The calculations you show will give you the raw, peak, or theoretical maximum bandwidth. That's the bandwidth you'd get if every clock cycle can be used for transferring data. But that is not always the case. There are many factors which can influence the effective bandwidth.

You didn't say what kind of bus this is, but many buses are used to communicate with some form of RAM, and the same bus is used to transfer the read/write address as well as the read and write data. What this means is that the bus has to switch directions. One cycle the address will be transferred to the RAM, but the next cycle the read data will come from the RAM. It takes time for the direction of the bus to change. Usually one clock cycle, but sometimes more. The worst case scenario would be lots of reads where the following happens: Clock1=Address is sent. Clock2=Direction is changed. Clock3=Data is read. Clock4=Direction is changed again. And then the whole cycle is repeated. In this example, the effective bandwidth is only 25% of theoretical maximum!

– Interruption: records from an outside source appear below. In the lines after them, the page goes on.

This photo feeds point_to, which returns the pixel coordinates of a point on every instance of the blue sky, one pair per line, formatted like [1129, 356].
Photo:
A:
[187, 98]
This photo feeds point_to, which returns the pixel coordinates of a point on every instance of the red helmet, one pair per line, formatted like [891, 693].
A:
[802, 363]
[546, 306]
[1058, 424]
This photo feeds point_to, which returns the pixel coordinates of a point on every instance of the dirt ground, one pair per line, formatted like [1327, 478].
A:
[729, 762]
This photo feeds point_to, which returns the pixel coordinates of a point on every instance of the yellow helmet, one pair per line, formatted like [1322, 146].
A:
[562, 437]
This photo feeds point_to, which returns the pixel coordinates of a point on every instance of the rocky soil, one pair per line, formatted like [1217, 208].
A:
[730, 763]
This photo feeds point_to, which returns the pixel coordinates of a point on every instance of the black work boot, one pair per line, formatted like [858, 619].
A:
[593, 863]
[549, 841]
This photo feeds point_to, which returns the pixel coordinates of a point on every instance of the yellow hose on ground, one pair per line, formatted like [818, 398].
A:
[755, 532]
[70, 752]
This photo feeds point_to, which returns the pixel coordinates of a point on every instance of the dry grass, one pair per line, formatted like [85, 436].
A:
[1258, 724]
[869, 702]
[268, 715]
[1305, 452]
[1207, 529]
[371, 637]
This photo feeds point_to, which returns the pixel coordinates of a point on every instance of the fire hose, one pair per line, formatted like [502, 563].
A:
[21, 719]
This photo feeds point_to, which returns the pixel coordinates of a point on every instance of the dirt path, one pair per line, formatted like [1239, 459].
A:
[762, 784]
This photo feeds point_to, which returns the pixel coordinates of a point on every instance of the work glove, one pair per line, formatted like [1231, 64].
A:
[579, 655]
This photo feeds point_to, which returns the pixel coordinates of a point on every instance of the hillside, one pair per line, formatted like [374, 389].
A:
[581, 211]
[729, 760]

Another factor that affects bus bandwidth is read or write latency. I will use PCIe as an example because it is more extreme, but similar things might apply to this bus. With PCIe, a simple 32-bit read might take 2 uS to complete. It is so long because of the serial nature of PCIe as well as the topology of switches and stuff. If your CPU has to do lots of reads, and cannot do anything else while the reads are happening (this is super common) then the CPU will just be waiting. At 2 uS per read, only 2,000,000 bytes/second-- less than 1% of the theoretical maximum for a 1 lane, PCIe v1.0 connection.

Of course we do things to increase efficiency of our buses. We do burst transfers, DMA, prefetching, caching, etc. The efficiency of how we use the bus depends greatly on what we are using the bus for-- the application. I have shown where one application might have only a 1% efficiency, and there are others that might get close to 95% efficiency.

The point is: Yes, the formula you show is an approximation with an error of about 2.4% due to the whole 1000 vs. 1024 thing. But as an approximation, it is fairly close. Especially given the huge difference between theoretical maximum and actual bandwidth.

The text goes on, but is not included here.